The Hole Problem of Classical General Relativity

A covariant equation cannot define a complete evolution equation for all the components of the metric tensor $$g_{\mu\nu}(x,t)$$. The reason is that a local transformation of the coordinates, which can leave the initial values as well as the boundary conditions untouched, allows to define another valid solution of the same covariant equations. But that means that the equations of motion do not fix the solution completely.

Le'ts see how it works. Assume we have a non-trivial coordinate transformation, $$x\to x'$$, which is nonetheless trivial at the initial values $$x^0< t_0$$ as well as outside a hole $$|x^i|> l_0$$. Let's consider a solution $$g_{\mu\nu}(x)$$ of the Einstein equations, and rewrite this same solution in the other coordinates: $g_{\mu\nu}(x) \to g'_{\mu'\nu'}(x') = \frac{\partical x^\mu}{\partical x^{\mu'}}\frac{\partical x^\nu}{\partical x^{\nu'}} g_{\mu\nu}(x(x'))$

This gives some metric $$g'_{\mu\nu}(x')$$. Given that outside the hole $$x^0< t_0,|x^i|> l_0$$ we have $$x'=x$$, no difference will be visible outside. But inside, where the coordinates differ, above expressions look different - as they should, once they are written in different coordinates.

But now let's, in a second operation, simply replace the denotation of the changed coordinates back to the old ones, but leaving the expression as it is: $g'_{\mu'\nu'}(x') \to g'_{\mu\nu}(x)$

In this second replacement, we have not followed the rules how to transform the representation in coordinates if one simply wants to describe the same solution in other coordinates. So, we have changed the metric.
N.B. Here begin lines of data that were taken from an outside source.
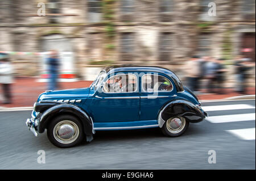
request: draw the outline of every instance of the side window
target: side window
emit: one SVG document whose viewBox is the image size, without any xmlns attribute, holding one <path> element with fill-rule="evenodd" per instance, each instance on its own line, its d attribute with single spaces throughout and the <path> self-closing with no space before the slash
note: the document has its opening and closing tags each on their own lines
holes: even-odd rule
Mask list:
<svg viewBox="0 0 256 181">
<path fill-rule="evenodd" d="M 133 74 L 116 75 L 109 78 L 104 85 L 105 92 L 132 92 L 137 90 L 137 78 Z"/>
<path fill-rule="evenodd" d="M 142 90 L 145 92 L 171 91 L 172 84 L 164 77 L 153 74 L 142 76 Z"/>
</svg>

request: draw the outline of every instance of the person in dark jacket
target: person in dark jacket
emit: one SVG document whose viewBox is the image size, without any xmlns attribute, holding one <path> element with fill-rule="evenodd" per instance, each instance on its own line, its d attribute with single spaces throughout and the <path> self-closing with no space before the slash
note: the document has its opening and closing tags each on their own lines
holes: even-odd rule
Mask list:
<svg viewBox="0 0 256 181">
<path fill-rule="evenodd" d="M 7 54 L 0 53 L 0 83 L 3 87 L 3 104 L 11 103 L 11 88 L 13 83 L 13 68 Z"/>
<path fill-rule="evenodd" d="M 238 56 L 234 64 L 235 74 L 237 79 L 236 91 L 241 94 L 246 94 L 246 81 L 248 78 L 248 71 L 255 64 L 249 61 L 249 60 Z"/>
<path fill-rule="evenodd" d="M 217 88 L 218 94 L 224 94 L 225 92 L 221 89 L 223 88 L 223 83 L 225 81 L 225 73 L 226 70 L 223 65 L 224 58 L 218 58 L 216 60 L 216 72 L 215 81 L 217 83 Z"/>
<path fill-rule="evenodd" d="M 48 90 L 55 90 L 57 88 L 57 81 L 60 66 L 58 53 L 53 50 L 50 52 L 50 57 L 47 60 L 49 70 Z"/>
</svg>

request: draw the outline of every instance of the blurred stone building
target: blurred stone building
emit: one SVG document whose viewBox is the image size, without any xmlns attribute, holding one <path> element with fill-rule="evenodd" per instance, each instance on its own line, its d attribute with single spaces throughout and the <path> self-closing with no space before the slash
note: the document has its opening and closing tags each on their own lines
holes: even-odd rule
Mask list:
<svg viewBox="0 0 256 181">
<path fill-rule="evenodd" d="M 216 16 L 208 14 L 211 2 Z M 42 5 L 46 16 L 38 16 Z M 52 49 L 72 52 L 78 77 L 108 64 L 179 71 L 192 55 L 232 60 L 245 48 L 255 61 L 255 0 L 1 0 L 0 51 L 14 52 L 17 74 L 27 75 L 40 72 L 42 57 L 31 52 Z"/>
</svg>

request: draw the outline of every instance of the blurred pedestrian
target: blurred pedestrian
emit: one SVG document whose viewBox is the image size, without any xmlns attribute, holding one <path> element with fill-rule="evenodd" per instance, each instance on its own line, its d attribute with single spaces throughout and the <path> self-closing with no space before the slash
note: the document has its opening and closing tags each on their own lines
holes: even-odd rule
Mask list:
<svg viewBox="0 0 256 181">
<path fill-rule="evenodd" d="M 214 81 L 216 78 L 217 64 L 213 58 L 209 58 L 205 65 L 205 78 L 206 79 L 206 93 L 215 92 Z"/>
<path fill-rule="evenodd" d="M 223 64 L 224 58 L 218 58 L 216 60 L 216 71 L 215 81 L 217 84 L 218 93 L 220 94 L 224 94 L 222 88 L 224 87 L 224 82 L 225 81 L 225 73 L 227 71 Z"/>
<path fill-rule="evenodd" d="M 207 62 L 209 57 L 204 56 L 201 58 L 199 58 L 200 75 L 198 79 L 198 83 L 196 90 L 199 91 L 204 88 L 204 81 L 205 75 L 205 64 Z"/>
<path fill-rule="evenodd" d="M 188 87 L 195 91 L 198 86 L 199 77 L 200 75 L 200 67 L 199 57 L 194 56 L 187 62 L 185 71 L 187 74 L 187 83 Z"/>
<path fill-rule="evenodd" d="M 57 81 L 59 77 L 60 63 L 58 52 L 52 50 L 50 52 L 50 57 L 47 60 L 49 69 L 48 90 L 55 90 L 57 88 Z"/>
<path fill-rule="evenodd" d="M 244 58 L 242 56 L 236 57 L 234 63 L 235 76 L 237 79 L 236 90 L 241 94 L 246 94 L 246 82 L 250 70 L 255 64 L 250 62 L 249 60 Z"/>
<path fill-rule="evenodd" d="M 2 84 L 3 104 L 11 103 L 11 85 L 13 83 L 13 68 L 7 54 L 1 54 L 0 57 L 0 83 Z"/>
</svg>

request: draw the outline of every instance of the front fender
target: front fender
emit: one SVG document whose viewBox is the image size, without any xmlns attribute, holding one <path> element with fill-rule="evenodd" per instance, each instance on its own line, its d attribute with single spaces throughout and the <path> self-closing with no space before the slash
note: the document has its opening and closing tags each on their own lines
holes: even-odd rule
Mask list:
<svg viewBox="0 0 256 181">
<path fill-rule="evenodd" d="M 59 113 L 69 113 L 75 115 L 82 122 L 84 132 L 86 135 L 92 135 L 94 133 L 93 123 L 87 113 L 77 106 L 69 104 L 57 104 L 43 112 L 40 118 L 38 132 L 43 133 L 51 119 Z"/>
<path fill-rule="evenodd" d="M 165 121 L 175 116 L 184 117 L 190 123 L 198 123 L 205 118 L 205 113 L 194 104 L 184 100 L 175 100 L 161 109 L 158 115 L 159 127 L 162 128 Z"/>
</svg>

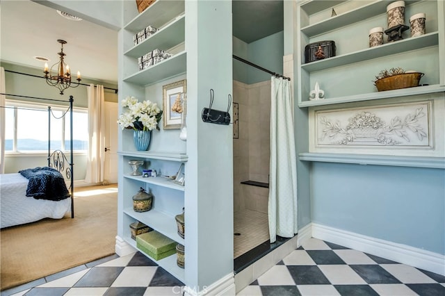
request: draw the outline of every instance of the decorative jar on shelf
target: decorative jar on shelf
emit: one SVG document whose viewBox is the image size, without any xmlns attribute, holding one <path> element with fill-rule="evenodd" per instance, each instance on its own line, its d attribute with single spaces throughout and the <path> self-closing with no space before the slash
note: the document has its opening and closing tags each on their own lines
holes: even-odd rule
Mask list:
<svg viewBox="0 0 445 296">
<path fill-rule="evenodd" d="M 152 209 L 153 194 L 147 192 L 142 187 L 139 192 L 133 197 L 133 209 L 135 212 L 147 212 Z"/>
</svg>

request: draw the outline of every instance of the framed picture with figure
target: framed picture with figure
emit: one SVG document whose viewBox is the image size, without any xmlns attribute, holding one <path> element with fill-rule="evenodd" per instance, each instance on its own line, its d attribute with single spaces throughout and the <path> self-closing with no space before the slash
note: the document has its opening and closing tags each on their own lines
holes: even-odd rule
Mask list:
<svg viewBox="0 0 445 296">
<path fill-rule="evenodd" d="M 163 128 L 179 129 L 183 110 L 184 94 L 186 92 L 186 79 L 162 87 L 163 95 Z"/>
</svg>

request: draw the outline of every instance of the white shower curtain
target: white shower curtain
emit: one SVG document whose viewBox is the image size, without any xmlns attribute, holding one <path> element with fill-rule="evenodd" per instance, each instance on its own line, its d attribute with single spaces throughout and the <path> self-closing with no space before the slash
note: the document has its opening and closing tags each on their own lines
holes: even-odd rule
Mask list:
<svg viewBox="0 0 445 296">
<path fill-rule="evenodd" d="M 6 94 L 5 69 L 0 67 L 0 93 Z M 6 96 L 0 94 L 0 174 L 5 172 L 5 106 Z"/>
<path fill-rule="evenodd" d="M 270 242 L 297 233 L 297 169 L 292 96 L 287 79 L 271 79 L 268 219 Z"/>
<path fill-rule="evenodd" d="M 88 158 L 85 181 L 104 182 L 105 161 L 105 110 L 104 85 L 87 86 L 88 98 Z"/>
</svg>

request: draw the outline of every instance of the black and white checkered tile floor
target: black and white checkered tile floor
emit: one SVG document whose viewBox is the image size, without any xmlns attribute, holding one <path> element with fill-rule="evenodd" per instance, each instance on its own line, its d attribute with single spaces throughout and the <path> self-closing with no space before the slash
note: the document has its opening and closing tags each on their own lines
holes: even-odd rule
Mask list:
<svg viewBox="0 0 445 296">
<path fill-rule="evenodd" d="M 238 295 L 445 295 L 445 277 L 309 239 Z"/>
<path fill-rule="evenodd" d="M 136 252 L 81 265 L 1 296 L 181 295 L 183 286 Z M 439 296 L 445 295 L 445 277 L 311 238 L 237 295 Z"/>
</svg>

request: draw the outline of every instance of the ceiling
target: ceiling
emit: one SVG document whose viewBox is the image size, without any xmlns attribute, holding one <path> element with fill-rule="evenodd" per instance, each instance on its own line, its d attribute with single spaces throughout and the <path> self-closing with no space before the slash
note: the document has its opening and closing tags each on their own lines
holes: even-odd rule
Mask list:
<svg viewBox="0 0 445 296">
<path fill-rule="evenodd" d="M 135 4 L 136 5 L 136 4 Z M 73 73 L 118 83 L 118 32 L 86 21 L 67 19 L 51 8 L 29 0 L 1 0 L 2 61 L 42 69 L 35 56 L 58 61 L 60 44 Z M 250 43 L 283 30 L 283 0 L 233 2 L 233 35 Z"/>
</svg>

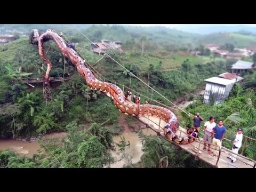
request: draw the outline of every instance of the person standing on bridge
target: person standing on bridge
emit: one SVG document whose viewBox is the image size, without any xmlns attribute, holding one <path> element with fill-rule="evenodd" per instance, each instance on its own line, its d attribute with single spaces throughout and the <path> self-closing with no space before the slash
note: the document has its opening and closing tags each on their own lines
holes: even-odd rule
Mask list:
<svg viewBox="0 0 256 192">
<path fill-rule="evenodd" d="M 237 154 L 240 147 L 242 146 L 242 141 L 243 141 L 243 130 L 242 128 L 237 129 L 237 133 L 236 133 L 236 137 L 234 140 L 234 146 L 232 148 L 232 151 L 234 153 Z M 231 162 L 234 163 L 236 161 L 236 157 L 237 156 L 234 155 L 234 156 L 230 156 L 230 157 L 227 157 L 231 159 Z"/>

The metric $$g'_{\mu\nu}(x,t)$$ is different from $$g_{\mu\nu}(x,t)$$, even if now written in the same coordinate $$x$$. Nonetheless, the equations are covariant, thus, have the same form in all coordinates. So, the equation is the same, the solution looks the same too, thus, $$g'_{\mu\nu}(x)$$ is also a solution of the covariant Einstein equations.

Moreover, by the assumption that the coordinates agree outside the hole, we also have $$g'_{\mu\nu}(x) = g_{\mu\nu}(x)$$ outside the hole. And that means we have found two different solutions of the Einstein equations which have the same initial values as well as the same boundary values.